Tech companies may prefer voluntary guidelines over binding ones if regulations are to hamper innovation. For example, many companies changed their privacy policies only after the European Union put its General Data Protection Regulation into effect in 2016 (see go.nature.com/3ten3du).However, our approach has benefits. Auditing and regulation can make people more trust and less risk of malpractice.

These benefits could be an incentive for tech companies to fund the infrastructure needed to run and test artificial intelligence systems. However, some might be reluctant to do so, because a tool failing quality checks could produce unfavourable ratings or evaluations leading to negative media coverage and declining shares.

Another challenge is maintaining the independence of scientific research in a field dominated by the resources and agendas of the tech industry. Its membership must be managed to avoid conflicts of interests, given that these have been demonstrated to lead to biased results in other fields7,8. A strategy for dealing with such issues needs to be developed9.

A Stanford Study of OpenAI and Other Open AI Language Models: a Comparative Study on OpenAI, Google, Stable Diffusion 2 and Meta

When OpenAI published details of the stunningly capable AI language model GPT-4, which powers ChatGPT, in March, its researchers filled 100 pages. Some important details about how it was actually built or how it works were left out.

That was no accidental oversight, of course. Openai and other big companies are trying to keep their most prized software under wraps to protect it from misuse and to give their competitors a chance to catch up.

The Stanford team looked at 10 different AI systems, mostly large language models like those behind ChatGPT and other chatbots. These include widely used commercial models like GPT-4 from OpenAI, the similar PaLM 2 from Google, and Titan Text from Amazon. The report also surveyed models offered by startups, including Jurassic-2 from AI21 Labs, Claude 2 from Anthropic, Command from Cohere, and Inflection-1 from chatbot maker Inflection.

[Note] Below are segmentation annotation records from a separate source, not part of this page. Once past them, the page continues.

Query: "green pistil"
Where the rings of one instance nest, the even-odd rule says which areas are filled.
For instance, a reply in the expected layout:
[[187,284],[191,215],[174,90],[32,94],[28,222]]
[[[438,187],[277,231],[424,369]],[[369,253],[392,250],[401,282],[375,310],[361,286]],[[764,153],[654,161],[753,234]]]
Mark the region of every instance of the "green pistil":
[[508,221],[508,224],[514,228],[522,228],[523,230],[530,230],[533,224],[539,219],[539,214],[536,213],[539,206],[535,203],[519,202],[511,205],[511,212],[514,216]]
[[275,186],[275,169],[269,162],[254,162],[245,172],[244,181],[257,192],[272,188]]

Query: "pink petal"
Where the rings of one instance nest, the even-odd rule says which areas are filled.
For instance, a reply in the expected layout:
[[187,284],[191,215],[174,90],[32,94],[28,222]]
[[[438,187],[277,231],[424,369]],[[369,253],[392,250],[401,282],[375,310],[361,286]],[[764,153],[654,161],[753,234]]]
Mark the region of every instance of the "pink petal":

And they examined “open source” AI models that can be downloaded for free, rather than accessed exclusively in the cloud, including the image-generation model Stable Diffusion 2 and Llama 2, which was released by Meta in July this year. (As WIRED has previously covered, these models are often not quite as open as they might seem.)

The model was scored on 13 criteria, including how transparent it was about data used to train the model, and whether or not it includes copyrighted material. The study looked for information about the hardware used to train and run a model, the software frameworks employed and the project’s energy consumption.

Researchers found that no model achieved more than 50% on their transparency scale across all the criteria. Meta’s Llama 2 was crowned the most open as Amazon’s Titan Text was judged the least transparent. But even an “open source” model like Llama 2 was found to be quite opaque, because Meta has not disclosed the data used for its training, how that data was collected and curated, or who did the work.